I'm trying to model product and seller information. The seller can be either an individual, or a company, or a company with branches (and the product is being sold by a particular branch). Each product will only have one associated seller (which could be an individual, a company with no branches, or a branch of a particular company).
I feel like I should have a table for individuals and another table for companies (with a parent-child relationship, perhaps to itself, so it can represent the company-branch relationship). The products table could then have an individual_id (the PK of the individuals table) and a company_id (the PK of the companies table). The products table will just populate either the individual_id or the company_id column.
The above feels messy, though.
I feel I could just use two tables: products and sellers. The sellers table can represent an individual, a company, or a companies branches (meaning the sellers table would need that parent-child relationship even though it wouldn't apply to individuals -- just like it doesn't apply to some companies). Individuals and companies have different columns, though -- but I guess just leave non-applicable columns blank).
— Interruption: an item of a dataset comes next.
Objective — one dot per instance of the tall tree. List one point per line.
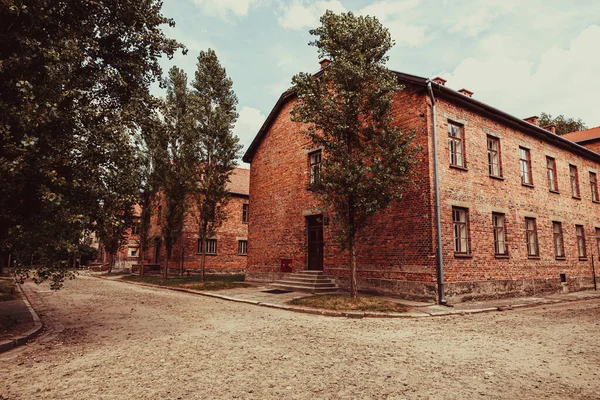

Is the above model good? Any possible downsides?
Also, when designing a database -- is it a good idea to put related data in a single table? For example, the companies need to store address information. Do I put that in a company_addresses table (means a JOIN). Or do I just represent them as columns in the companies/sellers table (assume each company has one address only -- but having multiple addresses could still be put in a single row, like postal_address_line_1, physical_address_line_1, etc.).